Los hombres de mi vida (XI)
¿Cómo puedo no amar a Gorbachov, a pesar de que, para mi gusto, él habla demasiado? La mitad de lo que dice, es accesorio. Yo me sentaba frente al televisor y escuchaba sus intervenciones. Arrugaba la frente para entender: ¿qué es lo que quiere decir? ¿Para qué usa tantas palabras? Es que a él sencillamente le gustaba hablar. Es una persona que le gusta hablar. Ahora, cuando Mijaíl Sergueievich dejó de ser el número uno, también dejó de hablar en exceso. En ese sentido, la pérdida de estatus le vino bien. Una vez, en una alocución, lo escuché cantar. Lo hizo muy bien.
Una vez, el Patriarca Alexi organizó un banquete. Él a veces invitaba a su casa a los intelectuales.
Allí vi a Mijaíl Sergueievich. Nos encontramos con la mirada.
- ¿Cómo está, Victoria?
Me sorprendió mucho que me conociera. ¿Acaso ese hombre, con lo ocupado que está, tiene tiempo para leer?

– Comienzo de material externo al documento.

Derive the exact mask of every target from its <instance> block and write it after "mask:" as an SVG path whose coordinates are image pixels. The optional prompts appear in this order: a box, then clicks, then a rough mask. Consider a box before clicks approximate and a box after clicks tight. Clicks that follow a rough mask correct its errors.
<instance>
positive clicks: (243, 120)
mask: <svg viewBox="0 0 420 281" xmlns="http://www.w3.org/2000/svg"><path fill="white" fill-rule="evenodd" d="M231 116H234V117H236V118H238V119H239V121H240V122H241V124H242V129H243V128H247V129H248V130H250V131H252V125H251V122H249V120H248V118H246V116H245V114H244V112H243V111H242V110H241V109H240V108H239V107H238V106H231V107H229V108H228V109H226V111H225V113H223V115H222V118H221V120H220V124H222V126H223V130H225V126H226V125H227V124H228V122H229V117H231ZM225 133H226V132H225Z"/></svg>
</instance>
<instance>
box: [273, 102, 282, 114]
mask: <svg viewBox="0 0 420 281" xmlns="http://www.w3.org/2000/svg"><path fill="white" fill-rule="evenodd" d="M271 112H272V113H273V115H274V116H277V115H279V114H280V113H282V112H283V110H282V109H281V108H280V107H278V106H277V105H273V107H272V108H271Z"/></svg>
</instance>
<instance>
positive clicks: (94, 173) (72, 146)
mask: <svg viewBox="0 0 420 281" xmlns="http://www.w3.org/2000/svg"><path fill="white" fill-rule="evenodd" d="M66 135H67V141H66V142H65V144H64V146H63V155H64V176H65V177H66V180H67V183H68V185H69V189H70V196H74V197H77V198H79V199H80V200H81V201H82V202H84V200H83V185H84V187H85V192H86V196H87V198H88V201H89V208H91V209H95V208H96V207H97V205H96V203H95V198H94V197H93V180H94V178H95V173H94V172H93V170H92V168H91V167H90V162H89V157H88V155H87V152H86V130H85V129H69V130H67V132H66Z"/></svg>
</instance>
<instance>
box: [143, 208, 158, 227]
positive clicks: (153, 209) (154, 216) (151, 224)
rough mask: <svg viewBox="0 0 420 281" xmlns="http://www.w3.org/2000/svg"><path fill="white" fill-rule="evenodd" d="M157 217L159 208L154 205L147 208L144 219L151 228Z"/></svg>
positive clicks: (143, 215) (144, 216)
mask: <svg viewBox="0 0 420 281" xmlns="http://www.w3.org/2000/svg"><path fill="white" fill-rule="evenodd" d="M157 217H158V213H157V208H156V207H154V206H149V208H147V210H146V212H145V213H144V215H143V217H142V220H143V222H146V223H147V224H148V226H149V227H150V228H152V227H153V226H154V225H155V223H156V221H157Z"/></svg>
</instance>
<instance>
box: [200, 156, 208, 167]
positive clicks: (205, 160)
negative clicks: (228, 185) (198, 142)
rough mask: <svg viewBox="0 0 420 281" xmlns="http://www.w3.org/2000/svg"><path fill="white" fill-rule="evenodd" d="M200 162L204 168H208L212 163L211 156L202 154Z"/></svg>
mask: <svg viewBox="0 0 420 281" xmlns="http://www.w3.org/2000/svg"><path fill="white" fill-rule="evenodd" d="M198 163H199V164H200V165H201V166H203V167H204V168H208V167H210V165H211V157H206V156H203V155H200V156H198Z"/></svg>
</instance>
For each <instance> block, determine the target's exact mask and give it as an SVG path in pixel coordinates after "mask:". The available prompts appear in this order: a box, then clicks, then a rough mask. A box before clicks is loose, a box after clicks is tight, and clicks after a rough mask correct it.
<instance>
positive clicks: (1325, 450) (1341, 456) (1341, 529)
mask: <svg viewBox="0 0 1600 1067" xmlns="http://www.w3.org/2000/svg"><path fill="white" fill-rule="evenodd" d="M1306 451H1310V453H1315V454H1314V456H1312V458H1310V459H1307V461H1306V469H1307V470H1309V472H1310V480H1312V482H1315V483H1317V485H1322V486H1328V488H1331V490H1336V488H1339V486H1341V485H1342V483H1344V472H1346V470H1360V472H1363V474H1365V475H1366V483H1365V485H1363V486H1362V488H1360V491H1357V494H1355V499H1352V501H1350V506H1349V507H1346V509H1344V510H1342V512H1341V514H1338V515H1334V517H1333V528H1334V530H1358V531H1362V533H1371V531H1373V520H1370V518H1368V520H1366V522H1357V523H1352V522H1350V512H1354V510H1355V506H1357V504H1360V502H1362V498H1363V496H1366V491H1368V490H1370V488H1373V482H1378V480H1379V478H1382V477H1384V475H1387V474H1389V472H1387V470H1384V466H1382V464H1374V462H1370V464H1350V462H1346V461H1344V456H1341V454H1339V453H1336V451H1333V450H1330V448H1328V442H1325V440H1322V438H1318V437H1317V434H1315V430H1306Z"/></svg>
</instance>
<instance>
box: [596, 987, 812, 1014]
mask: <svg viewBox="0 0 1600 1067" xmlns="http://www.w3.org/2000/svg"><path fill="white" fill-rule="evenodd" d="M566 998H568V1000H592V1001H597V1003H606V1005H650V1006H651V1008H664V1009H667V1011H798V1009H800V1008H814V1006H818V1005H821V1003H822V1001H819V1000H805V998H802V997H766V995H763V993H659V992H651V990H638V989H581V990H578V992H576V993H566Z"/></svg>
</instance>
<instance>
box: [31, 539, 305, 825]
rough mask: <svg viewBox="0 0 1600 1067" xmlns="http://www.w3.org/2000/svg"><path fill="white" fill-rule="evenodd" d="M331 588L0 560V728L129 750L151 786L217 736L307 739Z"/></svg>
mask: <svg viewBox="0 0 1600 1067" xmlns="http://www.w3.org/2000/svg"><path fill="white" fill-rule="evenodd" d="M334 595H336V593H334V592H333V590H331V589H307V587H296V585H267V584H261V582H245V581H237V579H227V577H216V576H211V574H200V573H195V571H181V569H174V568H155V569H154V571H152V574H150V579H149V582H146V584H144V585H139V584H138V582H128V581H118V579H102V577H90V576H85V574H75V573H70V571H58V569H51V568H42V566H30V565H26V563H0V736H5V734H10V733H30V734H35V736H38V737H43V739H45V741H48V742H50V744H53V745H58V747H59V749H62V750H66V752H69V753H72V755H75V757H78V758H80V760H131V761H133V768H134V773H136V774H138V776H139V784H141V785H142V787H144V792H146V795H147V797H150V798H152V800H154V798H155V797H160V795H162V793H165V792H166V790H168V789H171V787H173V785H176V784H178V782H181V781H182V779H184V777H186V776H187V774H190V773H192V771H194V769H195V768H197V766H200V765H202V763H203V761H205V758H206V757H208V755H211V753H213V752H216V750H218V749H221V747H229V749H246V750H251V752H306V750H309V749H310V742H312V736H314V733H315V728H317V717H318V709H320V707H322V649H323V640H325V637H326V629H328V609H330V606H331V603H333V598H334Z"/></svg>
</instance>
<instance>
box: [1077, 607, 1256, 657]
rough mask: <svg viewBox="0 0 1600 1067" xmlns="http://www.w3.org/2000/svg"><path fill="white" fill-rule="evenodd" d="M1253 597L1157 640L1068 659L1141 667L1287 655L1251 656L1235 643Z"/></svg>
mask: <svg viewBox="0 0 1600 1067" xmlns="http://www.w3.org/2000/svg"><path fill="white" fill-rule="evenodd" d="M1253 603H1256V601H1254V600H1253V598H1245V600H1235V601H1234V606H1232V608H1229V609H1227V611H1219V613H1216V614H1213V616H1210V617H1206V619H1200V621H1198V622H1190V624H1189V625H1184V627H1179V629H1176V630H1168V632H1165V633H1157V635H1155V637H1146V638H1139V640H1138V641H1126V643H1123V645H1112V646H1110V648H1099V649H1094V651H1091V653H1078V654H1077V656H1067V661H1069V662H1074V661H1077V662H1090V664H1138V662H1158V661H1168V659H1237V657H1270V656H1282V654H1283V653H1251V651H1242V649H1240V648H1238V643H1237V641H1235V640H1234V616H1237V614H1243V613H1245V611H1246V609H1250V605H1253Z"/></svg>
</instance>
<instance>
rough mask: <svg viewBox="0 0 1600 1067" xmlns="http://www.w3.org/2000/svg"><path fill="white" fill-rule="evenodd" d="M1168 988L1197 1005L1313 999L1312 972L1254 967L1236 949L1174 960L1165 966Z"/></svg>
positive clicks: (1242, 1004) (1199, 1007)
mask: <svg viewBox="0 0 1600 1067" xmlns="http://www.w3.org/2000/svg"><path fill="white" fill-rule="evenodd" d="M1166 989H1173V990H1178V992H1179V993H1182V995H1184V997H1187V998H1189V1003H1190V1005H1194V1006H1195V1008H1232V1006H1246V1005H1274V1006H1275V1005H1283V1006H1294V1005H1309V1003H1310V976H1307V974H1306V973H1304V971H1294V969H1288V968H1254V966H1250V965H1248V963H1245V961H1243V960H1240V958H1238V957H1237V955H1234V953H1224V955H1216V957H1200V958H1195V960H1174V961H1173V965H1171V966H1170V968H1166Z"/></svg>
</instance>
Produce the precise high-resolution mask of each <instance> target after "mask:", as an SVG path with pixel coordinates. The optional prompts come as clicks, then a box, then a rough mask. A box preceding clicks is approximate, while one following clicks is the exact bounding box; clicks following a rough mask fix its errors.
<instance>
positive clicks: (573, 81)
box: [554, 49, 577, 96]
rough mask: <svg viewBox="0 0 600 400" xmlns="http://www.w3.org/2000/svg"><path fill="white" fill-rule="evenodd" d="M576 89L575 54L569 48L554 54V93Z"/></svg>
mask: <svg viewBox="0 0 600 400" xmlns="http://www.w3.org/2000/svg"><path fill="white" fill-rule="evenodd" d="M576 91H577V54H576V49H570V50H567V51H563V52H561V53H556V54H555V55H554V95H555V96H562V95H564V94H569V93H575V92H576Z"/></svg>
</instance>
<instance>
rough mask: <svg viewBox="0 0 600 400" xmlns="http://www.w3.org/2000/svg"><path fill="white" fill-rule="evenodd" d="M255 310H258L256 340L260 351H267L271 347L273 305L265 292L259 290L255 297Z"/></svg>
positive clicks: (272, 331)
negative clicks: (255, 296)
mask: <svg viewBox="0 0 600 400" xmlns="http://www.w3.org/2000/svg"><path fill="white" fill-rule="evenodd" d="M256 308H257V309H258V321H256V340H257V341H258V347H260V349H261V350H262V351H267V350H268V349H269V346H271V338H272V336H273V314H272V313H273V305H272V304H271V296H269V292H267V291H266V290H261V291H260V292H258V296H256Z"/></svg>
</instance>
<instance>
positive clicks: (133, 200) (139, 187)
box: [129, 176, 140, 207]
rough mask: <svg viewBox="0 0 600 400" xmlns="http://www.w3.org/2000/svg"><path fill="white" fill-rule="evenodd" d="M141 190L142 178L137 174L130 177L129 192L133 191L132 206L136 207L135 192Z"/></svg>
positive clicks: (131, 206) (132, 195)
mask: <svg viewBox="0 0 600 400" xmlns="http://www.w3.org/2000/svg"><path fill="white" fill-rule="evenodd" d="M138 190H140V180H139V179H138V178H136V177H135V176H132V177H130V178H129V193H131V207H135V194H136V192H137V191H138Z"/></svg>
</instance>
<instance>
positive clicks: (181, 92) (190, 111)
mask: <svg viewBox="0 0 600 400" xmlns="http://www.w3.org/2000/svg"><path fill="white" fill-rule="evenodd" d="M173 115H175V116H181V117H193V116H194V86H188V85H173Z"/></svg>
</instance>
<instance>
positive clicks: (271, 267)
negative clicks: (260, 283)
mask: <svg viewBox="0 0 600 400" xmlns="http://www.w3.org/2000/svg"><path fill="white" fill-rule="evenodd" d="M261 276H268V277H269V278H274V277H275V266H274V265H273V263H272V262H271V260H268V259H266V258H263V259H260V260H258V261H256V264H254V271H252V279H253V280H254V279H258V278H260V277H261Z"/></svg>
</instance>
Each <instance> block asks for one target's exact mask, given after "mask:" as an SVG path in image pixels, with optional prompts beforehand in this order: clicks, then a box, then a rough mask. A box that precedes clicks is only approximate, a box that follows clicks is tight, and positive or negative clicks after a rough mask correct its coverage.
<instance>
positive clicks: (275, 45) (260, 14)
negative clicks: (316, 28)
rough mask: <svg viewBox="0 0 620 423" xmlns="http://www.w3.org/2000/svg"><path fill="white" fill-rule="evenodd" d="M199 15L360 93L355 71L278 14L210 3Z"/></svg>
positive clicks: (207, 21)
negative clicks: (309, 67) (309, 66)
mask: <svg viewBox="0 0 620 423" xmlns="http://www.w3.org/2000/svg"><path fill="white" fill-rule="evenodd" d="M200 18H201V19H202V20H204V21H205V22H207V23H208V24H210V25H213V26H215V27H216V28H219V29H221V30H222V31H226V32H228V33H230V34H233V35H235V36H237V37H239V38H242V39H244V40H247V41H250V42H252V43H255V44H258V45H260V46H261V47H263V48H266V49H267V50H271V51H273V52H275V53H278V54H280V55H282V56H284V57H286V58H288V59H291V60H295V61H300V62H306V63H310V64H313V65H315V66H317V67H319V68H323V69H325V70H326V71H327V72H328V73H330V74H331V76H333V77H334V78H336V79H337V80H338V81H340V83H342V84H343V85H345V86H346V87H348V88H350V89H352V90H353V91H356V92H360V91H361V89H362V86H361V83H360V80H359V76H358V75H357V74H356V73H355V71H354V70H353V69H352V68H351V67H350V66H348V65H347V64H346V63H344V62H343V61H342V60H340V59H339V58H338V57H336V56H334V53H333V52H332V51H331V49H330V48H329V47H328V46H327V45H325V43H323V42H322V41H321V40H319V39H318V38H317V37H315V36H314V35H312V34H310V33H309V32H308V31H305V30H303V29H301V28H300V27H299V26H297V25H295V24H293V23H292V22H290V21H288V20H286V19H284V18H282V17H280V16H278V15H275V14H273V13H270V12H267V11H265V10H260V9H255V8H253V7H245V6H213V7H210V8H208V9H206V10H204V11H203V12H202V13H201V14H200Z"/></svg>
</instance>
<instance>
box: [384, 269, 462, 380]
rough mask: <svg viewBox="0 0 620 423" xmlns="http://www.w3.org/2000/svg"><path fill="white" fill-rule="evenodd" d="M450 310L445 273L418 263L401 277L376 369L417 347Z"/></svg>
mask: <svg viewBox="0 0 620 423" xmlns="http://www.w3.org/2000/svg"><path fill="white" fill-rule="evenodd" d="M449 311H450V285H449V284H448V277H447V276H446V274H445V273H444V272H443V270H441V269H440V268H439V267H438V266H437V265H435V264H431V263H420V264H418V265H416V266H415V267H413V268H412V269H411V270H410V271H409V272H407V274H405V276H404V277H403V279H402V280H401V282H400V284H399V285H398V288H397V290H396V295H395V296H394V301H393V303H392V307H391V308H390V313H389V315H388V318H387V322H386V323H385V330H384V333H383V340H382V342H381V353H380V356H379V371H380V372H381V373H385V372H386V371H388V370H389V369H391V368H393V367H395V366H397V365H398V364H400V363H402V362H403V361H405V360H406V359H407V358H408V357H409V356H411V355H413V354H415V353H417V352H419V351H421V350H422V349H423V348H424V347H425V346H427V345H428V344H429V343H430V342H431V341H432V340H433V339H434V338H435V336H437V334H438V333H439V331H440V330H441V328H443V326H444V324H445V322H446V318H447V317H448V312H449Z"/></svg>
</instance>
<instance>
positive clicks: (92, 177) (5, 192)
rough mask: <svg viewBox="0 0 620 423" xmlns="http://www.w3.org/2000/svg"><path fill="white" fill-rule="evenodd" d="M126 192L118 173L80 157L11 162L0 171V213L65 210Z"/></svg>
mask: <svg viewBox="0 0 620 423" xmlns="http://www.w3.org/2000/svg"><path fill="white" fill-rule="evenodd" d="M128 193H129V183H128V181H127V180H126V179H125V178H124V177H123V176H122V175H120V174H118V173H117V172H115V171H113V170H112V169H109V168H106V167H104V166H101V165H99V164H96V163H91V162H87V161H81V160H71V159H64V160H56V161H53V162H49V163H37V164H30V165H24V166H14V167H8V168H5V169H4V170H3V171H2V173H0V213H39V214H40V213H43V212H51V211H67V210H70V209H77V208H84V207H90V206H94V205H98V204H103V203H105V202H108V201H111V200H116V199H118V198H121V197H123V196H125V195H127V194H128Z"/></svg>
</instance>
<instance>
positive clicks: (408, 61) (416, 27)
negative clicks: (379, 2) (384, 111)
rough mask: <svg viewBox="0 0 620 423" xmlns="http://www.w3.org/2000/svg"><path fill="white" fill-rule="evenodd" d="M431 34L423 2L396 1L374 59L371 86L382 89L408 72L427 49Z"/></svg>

Eso fue por la época en que Mijaíl Sergueivich había perdido a su esposa. Él lloró amargamente por televisión. Entonces, todos lo amamos y a Raisa Maxímovna también. Ella fue víctima de la guerra por el poder, y a las víctimas la gente las quiere más que a los vencedores.
Mijaíl Sergueivich me miraba. Era necesario decir algo. Me parecía que él lo estaba esperando.
- Ahora usted es un novio, - dije yo con ligereza. – Lo vamos a casar…
Después de pronunciar esas palabras, me asusté. Al hombre le había ocurrido una tragedia, no era momento para semejantes bromas. Yo esperaba que Mijaíl Sergueievich ignorara mi comentario. Que hiciera que no había escuchado nada, y con eso me hubiera puesto en mi lugar. Pero él, de repente, con una mirada viva preguntó:
- ¿Y con quién?
¿De dónde yo podía saber con quién? A mi lado estaba la bella Larisa Udovichenko.
- Con ella, por ejemplo.
- Bueno… - no se lo creyó Mijaíl Sergueievich. Al parecer, una mujer así no se casaría con él, ni él tampoco lo intentaría. Yo sonreí y me aparté.
Gorbachov dejó de ser presidente, pero siguió siendo famoso y rico. Además, con una buena reputación, a diferencia del borrachín de Yeltsin.
Entramos al salón. Habría un concierto. Mi lugar estaba justo delante de Mijaíl Sergueievich. Yo estaba sentada en la fila seis y él en la siete. Comenzó el concierto. La mirada de él estaba sobre mi nuca. Él quería continuar la conversación mientras que yo no sabía cómo continuarla y lamentaba haberla iniciado.